A little over a year ago, the Bank for International Settlements announced its 11th Triennial Central Bank Survey of Foreign Exchange and Over the Counter Derivatives Market Activity.
In recent days, Pragma Securities has referenced those BIS numbers in explaining the market for its latest service, an expansion of Pragma 360. But let’s move back before we move forward.
The BIS review, representing a practice that dates to 1986, have become a key source of transparency for the markets. The nature of the review evolves over time, and CAIA reported on some of the changes in connection with the 9th Survey.
That was when the BIS revised and expanded the meaning of the phrase “global foreign exchange markets” to include each of the five categories of forex instruments. Previous surveys had excluded currency swaps and currency options.

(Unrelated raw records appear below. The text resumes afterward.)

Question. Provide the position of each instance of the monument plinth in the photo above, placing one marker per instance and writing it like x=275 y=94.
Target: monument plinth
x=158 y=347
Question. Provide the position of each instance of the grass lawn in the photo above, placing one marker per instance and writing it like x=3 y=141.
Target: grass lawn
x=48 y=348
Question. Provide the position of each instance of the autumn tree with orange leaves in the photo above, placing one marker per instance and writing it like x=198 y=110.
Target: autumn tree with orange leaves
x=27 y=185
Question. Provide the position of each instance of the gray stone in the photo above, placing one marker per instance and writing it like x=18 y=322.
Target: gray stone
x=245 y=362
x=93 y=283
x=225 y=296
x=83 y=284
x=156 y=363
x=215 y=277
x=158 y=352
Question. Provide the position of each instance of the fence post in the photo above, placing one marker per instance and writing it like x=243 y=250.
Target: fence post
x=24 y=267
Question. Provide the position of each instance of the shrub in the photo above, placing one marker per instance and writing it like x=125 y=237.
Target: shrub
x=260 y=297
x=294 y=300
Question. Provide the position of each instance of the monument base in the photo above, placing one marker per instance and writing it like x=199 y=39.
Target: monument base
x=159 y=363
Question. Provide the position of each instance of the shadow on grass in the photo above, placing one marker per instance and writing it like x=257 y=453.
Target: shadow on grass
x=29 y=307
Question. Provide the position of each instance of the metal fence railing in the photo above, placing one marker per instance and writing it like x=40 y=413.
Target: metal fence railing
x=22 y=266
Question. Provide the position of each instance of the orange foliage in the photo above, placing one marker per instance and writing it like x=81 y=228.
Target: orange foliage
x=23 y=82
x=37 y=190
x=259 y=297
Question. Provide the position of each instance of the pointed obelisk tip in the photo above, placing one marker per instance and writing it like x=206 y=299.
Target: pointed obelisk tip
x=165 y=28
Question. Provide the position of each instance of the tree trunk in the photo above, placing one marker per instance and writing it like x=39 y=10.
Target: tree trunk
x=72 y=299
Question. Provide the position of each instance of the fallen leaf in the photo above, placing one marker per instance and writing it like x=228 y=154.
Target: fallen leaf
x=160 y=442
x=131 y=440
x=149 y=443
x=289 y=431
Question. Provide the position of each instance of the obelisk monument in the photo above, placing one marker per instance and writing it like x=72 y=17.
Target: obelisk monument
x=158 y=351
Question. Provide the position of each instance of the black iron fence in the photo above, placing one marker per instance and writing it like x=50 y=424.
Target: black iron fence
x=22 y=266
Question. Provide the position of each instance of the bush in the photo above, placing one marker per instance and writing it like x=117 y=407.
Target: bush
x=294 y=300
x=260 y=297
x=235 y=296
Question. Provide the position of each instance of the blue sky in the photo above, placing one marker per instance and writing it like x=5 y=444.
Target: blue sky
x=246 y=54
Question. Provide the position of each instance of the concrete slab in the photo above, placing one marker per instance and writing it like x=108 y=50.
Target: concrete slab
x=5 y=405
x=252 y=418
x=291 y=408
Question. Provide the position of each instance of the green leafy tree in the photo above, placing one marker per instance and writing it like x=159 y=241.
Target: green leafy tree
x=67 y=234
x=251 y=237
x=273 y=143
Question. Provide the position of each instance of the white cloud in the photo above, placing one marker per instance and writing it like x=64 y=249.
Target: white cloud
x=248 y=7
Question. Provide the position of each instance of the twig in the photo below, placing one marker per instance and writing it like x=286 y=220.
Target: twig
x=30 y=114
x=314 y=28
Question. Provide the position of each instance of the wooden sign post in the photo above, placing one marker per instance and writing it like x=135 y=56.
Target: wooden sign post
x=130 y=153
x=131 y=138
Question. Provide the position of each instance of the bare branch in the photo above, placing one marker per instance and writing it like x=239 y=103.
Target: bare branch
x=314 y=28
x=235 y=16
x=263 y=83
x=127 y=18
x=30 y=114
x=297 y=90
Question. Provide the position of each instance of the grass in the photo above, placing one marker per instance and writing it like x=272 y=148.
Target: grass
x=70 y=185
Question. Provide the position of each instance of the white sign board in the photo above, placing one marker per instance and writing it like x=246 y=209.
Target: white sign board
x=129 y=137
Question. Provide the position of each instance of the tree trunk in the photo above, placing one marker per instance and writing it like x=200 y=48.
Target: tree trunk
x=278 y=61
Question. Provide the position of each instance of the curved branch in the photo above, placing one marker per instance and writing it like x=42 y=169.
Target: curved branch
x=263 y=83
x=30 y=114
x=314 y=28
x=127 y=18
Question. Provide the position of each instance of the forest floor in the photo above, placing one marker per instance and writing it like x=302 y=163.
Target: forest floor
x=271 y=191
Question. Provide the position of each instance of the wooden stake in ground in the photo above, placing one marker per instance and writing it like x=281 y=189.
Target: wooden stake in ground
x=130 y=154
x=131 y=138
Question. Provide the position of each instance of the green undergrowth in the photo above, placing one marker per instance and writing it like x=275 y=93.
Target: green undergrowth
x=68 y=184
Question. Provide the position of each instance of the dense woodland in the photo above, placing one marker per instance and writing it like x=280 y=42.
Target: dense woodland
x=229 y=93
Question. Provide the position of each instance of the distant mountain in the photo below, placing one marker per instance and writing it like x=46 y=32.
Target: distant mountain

The 10th survey, in 2013, said initially that the total trading in forex spot and over the counter derivatives was averaging $5.3 trillion a day, though later refinement of the data pushed that number up to $5.4 trillion.
Last Year’s Survey
This brings us to the 11th survey, last year, which drew upon the assistance of central banks and other authorities in 52 jurisdictions, who in turn collected data from close to 1,300 banks and other institutions. It indicates that the total trading is down slightly, to $5.1 trillion per day.

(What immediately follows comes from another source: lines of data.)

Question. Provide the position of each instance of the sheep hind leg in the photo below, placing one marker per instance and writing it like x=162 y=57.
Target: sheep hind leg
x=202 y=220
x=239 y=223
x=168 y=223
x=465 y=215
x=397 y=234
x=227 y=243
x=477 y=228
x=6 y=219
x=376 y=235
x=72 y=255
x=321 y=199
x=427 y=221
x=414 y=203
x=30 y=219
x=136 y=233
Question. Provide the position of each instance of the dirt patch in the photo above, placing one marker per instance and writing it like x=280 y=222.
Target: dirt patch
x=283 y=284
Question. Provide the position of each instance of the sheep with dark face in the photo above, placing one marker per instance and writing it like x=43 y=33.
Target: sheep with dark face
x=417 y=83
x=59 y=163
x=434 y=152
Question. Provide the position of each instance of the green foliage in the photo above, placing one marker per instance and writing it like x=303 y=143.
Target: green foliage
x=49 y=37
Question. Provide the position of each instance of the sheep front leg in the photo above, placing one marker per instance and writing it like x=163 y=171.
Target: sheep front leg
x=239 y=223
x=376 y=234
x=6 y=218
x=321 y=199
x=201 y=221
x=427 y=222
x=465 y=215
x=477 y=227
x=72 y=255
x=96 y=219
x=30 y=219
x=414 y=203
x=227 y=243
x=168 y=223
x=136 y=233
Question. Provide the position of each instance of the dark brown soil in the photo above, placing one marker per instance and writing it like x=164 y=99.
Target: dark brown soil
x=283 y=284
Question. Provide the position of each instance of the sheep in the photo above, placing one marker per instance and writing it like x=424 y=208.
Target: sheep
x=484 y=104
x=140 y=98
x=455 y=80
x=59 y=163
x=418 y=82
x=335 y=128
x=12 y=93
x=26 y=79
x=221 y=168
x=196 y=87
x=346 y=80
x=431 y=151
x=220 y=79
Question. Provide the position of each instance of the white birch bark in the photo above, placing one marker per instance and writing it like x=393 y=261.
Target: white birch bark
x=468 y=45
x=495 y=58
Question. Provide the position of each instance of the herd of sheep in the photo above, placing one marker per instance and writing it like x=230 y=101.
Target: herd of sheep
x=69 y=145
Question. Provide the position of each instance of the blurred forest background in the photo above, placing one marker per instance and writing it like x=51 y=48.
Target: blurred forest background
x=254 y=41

By way of explanation for the decline, the BIS suggests that the total trading number produced for the 10th survey was artificially high due to monetary policy developments in Japan in the spring of 2013 and the surge of activity in the Japanese yen those developments produced.
The new BIS numbers also show the extent to which forex derivatives trading is geographically concentrated. Sales desks in just five countries intermediated more than three quarters (77%) of forex trading. This is up from 71% in the 2010 survey and 75% in 2013. The five jurisdictions are: The United Kingdom, The United States, Singapore, Hong Kong, and Japan.
Non-Deliverable Forwards
Returning to the gist of Pragma’s announcement: last year’s BIS survey also indicates that one particular sort of forex trade, the non-deliverable forward, grew by 5.3% between the 10th and 11th surveys. As a consequence, NDF now accounts for more than $130 billion of daily currency trading activity.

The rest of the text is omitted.